Le mardi 6 septembre 2016

De gauche à droite et de haut en bas : Thierry Daraize, Lesley Chesterman, Antonin Mousseau-Rivard et Marie-Claude Lortie
De gauche à droite et de haut en bas : Thierry Daraize, Lesley Chesterman, Antonin Mousseau-Rivard et Marie-Claude Lortie     Photo : Radio-Canada/Olivier Lalande

À Montréal, les tables haut de gamme continuent de se comparer avantageusement à celles de Paris, de Londres et de Singapour, mais les restaurants décontractés tendent à refiler à leurs clients des factures trop élevées. Les chefs Antonin Mousseau-Rivard et Thierry Daraize et les critiques gastronomiques Marie-Claude Lortie et Lesley Chesterman expliquent à Catherine Perrin pourquoi il vaut mieux éviter les établissements qui carburent aux modes ou qui tentent de copier les grands chefs si on veut en avoir pour son argent.  
 
« Les gens mangent chez St-Hubert pour 30, 40 dollars par personne... C'est rendu très cher. Quand on y pense, c'est pour des produits en poudre ou congelés », déplore Antonin Mousseau-Rivard, chef du Mousso.

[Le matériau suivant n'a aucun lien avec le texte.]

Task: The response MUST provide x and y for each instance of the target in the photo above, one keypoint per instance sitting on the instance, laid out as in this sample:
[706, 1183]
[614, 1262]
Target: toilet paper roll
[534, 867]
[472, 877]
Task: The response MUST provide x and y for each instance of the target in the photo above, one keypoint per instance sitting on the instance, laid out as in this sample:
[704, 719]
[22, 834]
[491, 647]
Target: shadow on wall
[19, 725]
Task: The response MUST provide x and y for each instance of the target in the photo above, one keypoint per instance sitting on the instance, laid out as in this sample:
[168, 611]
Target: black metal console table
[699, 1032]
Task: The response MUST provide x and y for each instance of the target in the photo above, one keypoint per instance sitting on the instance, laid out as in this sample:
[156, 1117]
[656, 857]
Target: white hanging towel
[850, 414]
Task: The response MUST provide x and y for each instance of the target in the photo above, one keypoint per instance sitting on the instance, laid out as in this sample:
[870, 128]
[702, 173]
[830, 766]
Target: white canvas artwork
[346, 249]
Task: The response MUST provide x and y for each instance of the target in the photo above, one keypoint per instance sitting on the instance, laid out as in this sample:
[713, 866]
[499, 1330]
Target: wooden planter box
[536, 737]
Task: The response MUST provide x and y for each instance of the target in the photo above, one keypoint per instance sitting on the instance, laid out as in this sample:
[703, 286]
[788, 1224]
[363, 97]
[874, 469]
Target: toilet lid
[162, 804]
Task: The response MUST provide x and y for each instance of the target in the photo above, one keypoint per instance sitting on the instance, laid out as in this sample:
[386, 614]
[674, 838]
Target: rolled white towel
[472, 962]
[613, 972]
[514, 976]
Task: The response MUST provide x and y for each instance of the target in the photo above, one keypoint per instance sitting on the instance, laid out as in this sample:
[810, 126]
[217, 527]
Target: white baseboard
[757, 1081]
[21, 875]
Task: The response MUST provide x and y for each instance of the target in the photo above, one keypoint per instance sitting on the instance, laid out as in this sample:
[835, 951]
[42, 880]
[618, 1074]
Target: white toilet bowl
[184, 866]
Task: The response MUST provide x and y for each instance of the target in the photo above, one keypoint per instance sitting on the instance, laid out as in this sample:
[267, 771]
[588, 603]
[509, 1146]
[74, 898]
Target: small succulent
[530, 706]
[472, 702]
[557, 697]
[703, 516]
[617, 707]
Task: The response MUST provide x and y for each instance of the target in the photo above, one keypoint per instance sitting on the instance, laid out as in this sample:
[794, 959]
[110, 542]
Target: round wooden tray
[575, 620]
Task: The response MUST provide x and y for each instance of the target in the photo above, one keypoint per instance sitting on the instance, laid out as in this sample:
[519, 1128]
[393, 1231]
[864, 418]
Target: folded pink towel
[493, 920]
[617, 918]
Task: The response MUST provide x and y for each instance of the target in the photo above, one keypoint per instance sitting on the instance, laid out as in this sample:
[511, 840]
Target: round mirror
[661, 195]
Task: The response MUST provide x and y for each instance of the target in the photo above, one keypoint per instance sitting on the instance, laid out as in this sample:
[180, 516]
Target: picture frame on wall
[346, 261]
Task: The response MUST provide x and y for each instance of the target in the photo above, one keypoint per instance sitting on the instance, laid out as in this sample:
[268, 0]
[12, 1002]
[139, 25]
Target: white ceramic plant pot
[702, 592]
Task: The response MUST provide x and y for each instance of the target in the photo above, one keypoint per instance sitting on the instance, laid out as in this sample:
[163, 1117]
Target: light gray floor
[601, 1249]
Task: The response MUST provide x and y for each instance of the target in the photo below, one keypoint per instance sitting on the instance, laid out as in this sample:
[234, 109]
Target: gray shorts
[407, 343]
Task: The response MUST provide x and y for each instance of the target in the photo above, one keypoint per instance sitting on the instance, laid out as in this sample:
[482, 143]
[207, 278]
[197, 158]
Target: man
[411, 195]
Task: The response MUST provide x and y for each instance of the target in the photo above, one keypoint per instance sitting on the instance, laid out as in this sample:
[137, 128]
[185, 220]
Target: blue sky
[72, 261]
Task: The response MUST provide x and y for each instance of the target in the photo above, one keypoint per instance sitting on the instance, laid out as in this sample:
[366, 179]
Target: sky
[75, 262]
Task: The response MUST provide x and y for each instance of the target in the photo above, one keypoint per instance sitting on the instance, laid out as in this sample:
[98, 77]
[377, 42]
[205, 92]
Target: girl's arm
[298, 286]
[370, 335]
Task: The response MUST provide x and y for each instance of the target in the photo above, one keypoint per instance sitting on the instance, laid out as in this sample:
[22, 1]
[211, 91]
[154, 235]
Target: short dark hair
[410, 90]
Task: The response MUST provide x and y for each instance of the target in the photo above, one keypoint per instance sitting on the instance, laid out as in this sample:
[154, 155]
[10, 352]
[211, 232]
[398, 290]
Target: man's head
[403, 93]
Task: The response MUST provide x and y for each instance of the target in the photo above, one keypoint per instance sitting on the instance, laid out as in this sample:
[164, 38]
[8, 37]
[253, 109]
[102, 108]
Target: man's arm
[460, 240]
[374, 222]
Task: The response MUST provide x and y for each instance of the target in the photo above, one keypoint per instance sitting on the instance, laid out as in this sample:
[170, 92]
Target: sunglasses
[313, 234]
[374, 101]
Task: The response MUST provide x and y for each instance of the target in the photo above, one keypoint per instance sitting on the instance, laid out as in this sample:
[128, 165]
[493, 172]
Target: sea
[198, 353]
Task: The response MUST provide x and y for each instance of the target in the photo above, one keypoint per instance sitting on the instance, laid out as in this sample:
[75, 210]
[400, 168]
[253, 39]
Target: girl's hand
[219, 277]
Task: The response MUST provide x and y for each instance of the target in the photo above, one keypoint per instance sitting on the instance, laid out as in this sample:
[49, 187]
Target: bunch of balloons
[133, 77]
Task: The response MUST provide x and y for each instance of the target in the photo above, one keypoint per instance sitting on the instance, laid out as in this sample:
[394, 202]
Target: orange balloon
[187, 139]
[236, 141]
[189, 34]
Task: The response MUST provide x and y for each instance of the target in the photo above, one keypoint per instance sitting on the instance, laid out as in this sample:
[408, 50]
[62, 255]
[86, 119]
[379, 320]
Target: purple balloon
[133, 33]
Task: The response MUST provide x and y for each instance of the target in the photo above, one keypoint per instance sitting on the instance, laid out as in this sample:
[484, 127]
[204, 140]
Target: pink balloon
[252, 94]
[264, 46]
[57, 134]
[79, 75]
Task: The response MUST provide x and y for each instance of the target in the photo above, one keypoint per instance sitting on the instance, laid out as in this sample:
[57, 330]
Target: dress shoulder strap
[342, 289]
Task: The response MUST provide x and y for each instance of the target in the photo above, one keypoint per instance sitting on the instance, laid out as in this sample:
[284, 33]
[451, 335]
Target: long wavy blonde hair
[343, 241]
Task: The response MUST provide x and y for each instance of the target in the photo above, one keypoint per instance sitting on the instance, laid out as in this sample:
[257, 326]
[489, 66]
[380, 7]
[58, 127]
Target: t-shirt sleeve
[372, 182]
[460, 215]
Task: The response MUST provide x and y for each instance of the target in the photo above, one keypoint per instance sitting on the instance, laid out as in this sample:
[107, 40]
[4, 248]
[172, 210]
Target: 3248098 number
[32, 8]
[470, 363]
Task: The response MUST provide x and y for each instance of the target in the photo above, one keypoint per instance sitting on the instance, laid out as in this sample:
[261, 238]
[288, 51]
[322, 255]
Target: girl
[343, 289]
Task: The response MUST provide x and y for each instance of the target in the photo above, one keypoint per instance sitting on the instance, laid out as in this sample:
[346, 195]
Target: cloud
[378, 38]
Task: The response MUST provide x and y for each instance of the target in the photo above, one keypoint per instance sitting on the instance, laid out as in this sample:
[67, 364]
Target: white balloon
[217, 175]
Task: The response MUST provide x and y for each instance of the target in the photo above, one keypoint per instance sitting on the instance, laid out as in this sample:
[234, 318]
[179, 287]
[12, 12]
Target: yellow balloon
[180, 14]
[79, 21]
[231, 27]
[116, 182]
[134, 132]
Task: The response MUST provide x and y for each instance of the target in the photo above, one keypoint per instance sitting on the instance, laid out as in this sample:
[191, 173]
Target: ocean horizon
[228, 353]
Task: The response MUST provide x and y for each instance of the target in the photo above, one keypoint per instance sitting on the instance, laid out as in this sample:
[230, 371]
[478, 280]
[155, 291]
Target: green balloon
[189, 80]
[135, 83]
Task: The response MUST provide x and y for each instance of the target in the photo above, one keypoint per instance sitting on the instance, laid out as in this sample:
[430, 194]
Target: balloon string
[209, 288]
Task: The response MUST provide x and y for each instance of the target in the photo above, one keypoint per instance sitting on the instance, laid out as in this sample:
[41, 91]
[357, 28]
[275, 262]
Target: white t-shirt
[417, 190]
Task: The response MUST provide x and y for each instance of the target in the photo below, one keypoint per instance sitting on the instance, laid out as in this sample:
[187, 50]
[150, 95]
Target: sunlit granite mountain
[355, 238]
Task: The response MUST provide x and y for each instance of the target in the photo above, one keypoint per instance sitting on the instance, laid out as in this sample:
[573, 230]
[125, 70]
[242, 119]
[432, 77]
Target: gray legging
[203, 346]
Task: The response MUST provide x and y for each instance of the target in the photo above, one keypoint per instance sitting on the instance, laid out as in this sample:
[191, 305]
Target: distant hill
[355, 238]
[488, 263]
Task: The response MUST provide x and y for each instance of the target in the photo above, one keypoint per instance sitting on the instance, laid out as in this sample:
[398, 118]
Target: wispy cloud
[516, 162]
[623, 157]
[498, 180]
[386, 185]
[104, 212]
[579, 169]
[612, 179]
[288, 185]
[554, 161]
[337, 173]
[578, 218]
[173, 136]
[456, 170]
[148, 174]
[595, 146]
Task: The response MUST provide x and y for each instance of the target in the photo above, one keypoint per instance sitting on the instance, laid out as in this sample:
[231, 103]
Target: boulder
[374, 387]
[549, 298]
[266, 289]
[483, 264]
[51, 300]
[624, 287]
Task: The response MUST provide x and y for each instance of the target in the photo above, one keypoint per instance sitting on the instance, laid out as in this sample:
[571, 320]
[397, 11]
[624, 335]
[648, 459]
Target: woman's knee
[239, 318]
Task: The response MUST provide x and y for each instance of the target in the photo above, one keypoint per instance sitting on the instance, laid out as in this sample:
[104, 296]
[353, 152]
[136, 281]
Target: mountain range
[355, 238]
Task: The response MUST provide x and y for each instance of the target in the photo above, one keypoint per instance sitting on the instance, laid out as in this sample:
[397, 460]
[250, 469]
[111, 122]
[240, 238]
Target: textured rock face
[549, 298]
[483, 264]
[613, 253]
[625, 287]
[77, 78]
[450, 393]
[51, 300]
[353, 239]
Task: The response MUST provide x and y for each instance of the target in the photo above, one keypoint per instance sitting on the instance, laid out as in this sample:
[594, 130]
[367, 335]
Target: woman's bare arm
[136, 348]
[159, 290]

Son établissement est considérablement plus cher en comparaison, mais il assure qu'il ne gonfle pas ses prix. « J'offre des produits locaux de première qualité, travaillés à 100 %. [...] Souvent, on regarde un restaurant et on se demande pourquoi on paie. Quand vous venez chez nous, vous ne payez pas pour le décor. Vous payez pour des employés qui sont bien payés. » 
 
Toutes les cuisines ne sont pas égales 
« Le petit restaurant traditionnel est trop cher par rapport à des établissements comme Le Mousso », dénonce Thierry Daraize, qui trouve ridicule, par exemple, le fait de demander plus de 20 $ pour un plat simple, mais à la mode, comme le macaroni au fromage. « Beaucoup de restaurants font à manger, et il y en a d'autres qui font de la cuisine. C'est très différent. Le prix devrait être différent. » 
 
« Nos restaurants les plus chers ne sont jamais aussi chers que ceux des très grandes villes, souligne Marie-Claude Lortie. On reste dans des prix qui sont très raisonnables. Le menu dégustation du Toqué! est de 132 $ par personne. Ce n'est vraiment pas donné – c'est 105 $ de plus pour le vin –, mais le menu dégustation chez Passard [L'Arpège], à Paris, est de 380 euros. Euros! Et ça ne comprend absolument pas le vin! » 
 
À chacun ses priorités 
Pour ne pas avoir l'impression de payer trop cher, elle recommande aux clients de dresser une liste de leurs priorités. « Est-ce qu'on recherche une expérience de toute une soirée [...] ou veut-on aller dans un endroit cool où la qualité de la nourriture n'est pas ce qui compte le plus? Quand on me demande quel est le meilleur restaurant à Montréal, je dis : "Ça dépend." » 
 
Lesley Chesterman rappelle que les grands restaurants paient davantage pour leurs denrées, leurs fournisseurs, leur décor et, souvent, leurs employés, ce qui se reflète forcément sur la note : « On pense que le prix est seulement pour ce qu'il y a dans l'assiette, mais on paie pour tout! »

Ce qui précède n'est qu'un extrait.